Here are a few of my thoughts which I had meant to share with the prince yesterday but didn't manage to.
As I'd mentioned some time ago, I've been getting tired of those Tumblr photos of what girls are expecting from guys, what guys should do for girls, shit like that. These photos tell girls to choose the right guys; the guys who would 'text you good morning and good night everyday', 'call you just to tell you they are thinking of you', 'give you their shoulder to cry on and arms to wrap around you'. And I'm not referring to boyfriends, just boys in general.
There are also those kinds which start off with "Guys, if you really want a girl, do this:", shit like that. Well, with the help of these photos or quotes, even the typical douchebags would be able to charm girls. This very fact confuses me and got me thinking. Are these really helping assholes to become nicer and more charming, or are they just dressing the wolves up as sheep?
What if guys are like, "Okay, I'll just wish her good morning and good night everyday without fail. She's bound to take me seriously and shit! Hohoho!" and then he charms you, and you're like "Awww, he's so sweet by doing this" blahblahblah, but you'll never know if it's really sincere or if he's just trying to play nice in order to fool you, because he knows it's what you girls want.
Am I making sense? I've been haunted by this for a week. Shouldn't you stop posting your expectations on Twitter or Tumblr, just to protect the 'secret' of what we want from guys? This way, wouldn't we really know who is hell-bent and sincere and persistent on being with us? Well if you are different from other girls then I'm glad you've escaped the trap of expectations.
Another thought of mine is about my religion. I've only recently started reading about it. And for all I know, we all have something called 'jodoh'.
"Sekuat mana kita setia,
Sehebat mana kita merancang,
Selama mana kita menunggu,
Sekeras mana kita bersabar,
Sejujur mana kita menerima kekasih kita,
Jika Allah Subhanahu Wata' Ala tidak menulis jodoh kita bersama kekasih kita;
Kita tetap tidak akan bersama dengannya."

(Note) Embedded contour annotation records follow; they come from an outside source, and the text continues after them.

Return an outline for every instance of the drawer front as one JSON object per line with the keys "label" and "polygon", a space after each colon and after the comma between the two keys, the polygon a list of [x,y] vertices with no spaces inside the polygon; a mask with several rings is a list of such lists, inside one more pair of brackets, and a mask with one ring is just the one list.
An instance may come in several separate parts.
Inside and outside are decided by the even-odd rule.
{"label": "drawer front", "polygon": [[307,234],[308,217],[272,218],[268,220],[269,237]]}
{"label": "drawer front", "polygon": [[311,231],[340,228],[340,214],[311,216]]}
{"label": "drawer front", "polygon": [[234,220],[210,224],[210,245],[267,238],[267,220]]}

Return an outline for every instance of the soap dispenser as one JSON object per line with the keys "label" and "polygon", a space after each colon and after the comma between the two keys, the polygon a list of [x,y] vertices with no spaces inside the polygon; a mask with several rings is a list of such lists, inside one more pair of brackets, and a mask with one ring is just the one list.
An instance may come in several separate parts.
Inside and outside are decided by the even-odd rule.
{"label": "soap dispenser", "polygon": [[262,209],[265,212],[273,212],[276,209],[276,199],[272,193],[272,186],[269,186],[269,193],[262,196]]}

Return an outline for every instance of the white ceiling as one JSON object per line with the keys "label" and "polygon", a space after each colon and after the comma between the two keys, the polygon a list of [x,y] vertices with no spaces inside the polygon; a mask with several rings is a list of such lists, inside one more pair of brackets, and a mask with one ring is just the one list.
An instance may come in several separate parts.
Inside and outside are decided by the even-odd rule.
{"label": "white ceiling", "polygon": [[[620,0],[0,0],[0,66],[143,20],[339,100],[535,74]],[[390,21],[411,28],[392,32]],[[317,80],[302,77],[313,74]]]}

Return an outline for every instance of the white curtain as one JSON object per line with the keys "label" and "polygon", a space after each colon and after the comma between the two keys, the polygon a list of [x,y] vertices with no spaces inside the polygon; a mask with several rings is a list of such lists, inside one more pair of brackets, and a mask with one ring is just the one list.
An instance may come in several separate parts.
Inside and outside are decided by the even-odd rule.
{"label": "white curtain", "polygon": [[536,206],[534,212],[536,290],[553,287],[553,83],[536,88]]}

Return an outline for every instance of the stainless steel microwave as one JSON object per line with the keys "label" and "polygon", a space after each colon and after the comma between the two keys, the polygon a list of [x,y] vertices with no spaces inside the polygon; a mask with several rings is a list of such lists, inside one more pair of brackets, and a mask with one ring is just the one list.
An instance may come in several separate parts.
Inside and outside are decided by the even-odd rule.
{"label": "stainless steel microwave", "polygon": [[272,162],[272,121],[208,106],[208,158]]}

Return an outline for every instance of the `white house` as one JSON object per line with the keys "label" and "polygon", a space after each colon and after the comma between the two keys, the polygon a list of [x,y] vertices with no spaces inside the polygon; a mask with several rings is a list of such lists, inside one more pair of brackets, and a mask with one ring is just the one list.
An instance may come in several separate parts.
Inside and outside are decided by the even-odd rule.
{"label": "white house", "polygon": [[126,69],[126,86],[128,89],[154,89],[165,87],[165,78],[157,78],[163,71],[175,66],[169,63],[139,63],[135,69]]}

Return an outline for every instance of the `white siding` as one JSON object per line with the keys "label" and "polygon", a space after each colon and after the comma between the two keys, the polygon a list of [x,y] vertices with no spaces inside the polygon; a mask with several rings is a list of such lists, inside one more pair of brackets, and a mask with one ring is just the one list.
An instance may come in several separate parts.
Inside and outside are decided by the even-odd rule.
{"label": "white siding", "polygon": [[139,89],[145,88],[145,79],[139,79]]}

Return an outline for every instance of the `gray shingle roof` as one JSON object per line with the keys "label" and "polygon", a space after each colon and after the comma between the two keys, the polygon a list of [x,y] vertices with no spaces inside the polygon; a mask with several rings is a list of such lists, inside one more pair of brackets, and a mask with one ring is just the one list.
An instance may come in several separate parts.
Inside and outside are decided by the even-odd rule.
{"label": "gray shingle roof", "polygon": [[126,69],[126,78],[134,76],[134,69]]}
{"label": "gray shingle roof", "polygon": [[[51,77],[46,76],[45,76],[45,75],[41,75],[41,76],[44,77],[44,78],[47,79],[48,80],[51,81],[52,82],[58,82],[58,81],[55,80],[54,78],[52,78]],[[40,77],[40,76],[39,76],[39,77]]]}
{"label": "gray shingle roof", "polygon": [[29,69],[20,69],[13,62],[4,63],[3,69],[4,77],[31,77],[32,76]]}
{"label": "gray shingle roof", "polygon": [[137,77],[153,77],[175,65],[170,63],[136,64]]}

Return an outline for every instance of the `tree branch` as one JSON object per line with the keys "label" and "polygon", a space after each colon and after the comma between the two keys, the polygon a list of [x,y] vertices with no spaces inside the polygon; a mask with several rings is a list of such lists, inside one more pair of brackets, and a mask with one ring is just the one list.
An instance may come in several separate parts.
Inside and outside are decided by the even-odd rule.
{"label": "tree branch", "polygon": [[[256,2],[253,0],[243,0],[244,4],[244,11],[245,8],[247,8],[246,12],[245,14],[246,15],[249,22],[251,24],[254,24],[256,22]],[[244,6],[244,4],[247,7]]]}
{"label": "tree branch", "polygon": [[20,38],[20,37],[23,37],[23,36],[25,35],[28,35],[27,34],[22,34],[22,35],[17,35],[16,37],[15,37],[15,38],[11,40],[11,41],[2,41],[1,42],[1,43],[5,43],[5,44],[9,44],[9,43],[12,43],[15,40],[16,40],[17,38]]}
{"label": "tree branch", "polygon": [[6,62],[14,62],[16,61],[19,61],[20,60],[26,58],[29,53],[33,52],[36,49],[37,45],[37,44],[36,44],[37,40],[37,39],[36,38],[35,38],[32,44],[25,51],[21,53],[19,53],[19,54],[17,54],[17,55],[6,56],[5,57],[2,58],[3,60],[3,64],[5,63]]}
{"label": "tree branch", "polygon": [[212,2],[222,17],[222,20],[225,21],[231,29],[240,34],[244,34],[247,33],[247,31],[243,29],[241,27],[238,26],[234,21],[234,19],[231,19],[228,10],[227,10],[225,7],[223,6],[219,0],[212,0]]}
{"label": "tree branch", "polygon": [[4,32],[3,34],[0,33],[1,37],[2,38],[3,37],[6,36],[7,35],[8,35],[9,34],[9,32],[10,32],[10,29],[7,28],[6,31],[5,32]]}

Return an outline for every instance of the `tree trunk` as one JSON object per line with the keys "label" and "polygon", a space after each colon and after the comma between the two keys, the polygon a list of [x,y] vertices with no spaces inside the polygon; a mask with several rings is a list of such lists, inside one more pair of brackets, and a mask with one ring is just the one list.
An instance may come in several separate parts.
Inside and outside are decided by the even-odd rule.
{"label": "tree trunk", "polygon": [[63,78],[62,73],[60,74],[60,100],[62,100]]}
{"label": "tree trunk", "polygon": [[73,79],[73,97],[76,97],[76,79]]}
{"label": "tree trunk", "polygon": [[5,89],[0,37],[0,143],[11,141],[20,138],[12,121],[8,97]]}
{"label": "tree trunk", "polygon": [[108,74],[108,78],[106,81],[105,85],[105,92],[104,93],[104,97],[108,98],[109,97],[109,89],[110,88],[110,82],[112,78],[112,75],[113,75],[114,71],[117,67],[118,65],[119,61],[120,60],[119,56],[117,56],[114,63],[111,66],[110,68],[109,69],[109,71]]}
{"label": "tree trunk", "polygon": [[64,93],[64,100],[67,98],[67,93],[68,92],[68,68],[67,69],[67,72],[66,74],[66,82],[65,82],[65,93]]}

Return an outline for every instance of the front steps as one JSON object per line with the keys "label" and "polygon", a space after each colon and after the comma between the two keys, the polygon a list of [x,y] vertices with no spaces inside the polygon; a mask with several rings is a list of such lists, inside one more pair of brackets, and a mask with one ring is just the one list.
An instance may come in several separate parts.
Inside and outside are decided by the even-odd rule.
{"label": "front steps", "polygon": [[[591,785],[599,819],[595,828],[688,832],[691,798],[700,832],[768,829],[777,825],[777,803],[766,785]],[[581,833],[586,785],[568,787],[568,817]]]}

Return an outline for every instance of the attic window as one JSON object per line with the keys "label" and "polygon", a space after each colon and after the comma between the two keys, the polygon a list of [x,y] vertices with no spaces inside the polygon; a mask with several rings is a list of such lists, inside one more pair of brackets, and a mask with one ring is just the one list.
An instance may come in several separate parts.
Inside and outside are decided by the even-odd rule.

First things first it scares me. What if I invest in all my effort, energy, patience, love, care, time, in my relationship with the prince, only to still have him leave like the rest just because God didn't want us together? I thought it was really mean of God.
Another thing which I'd thought of... So what if you're together with someone who is in a terrible state of depression, and you've done all you can for him. What if you think he's getting better but then one day he died of suicide? That means that God doesn't want you to be with him right? So are you trying to tell me that God played out that suicide, just to prevent you from being together?
I don't know... I just had these thoughts. Like I'd said, I just recently started reading on my religion, so I don't know much. I don't need a lecture but correct me if I'm wrong and clear my doubts for me maybe?
Anyway, I'm going out with the girls tomorrow. And by girls, I mean the ones I had left when we were in Sec 5. [I'm pretty sure you've read my story by now] I'm glad I had the chance to reunite with all of them, because they're all wonderful people and I've missed the times we've spent.
I stayed home for the whole of today and I was rummaging through my mess at the corner of the room when I bumped into an old camera of mine. Someone from my past had given it to me about two years ago; it was dusty but still functioning.
I'm not even sure if people still read my blog, but I'll keep doing this. I do get upset over the fact that I can't get anything out of what I love, especially money, because I really need it; but writing and blogging is my passion and I should never let anything get in the way of that.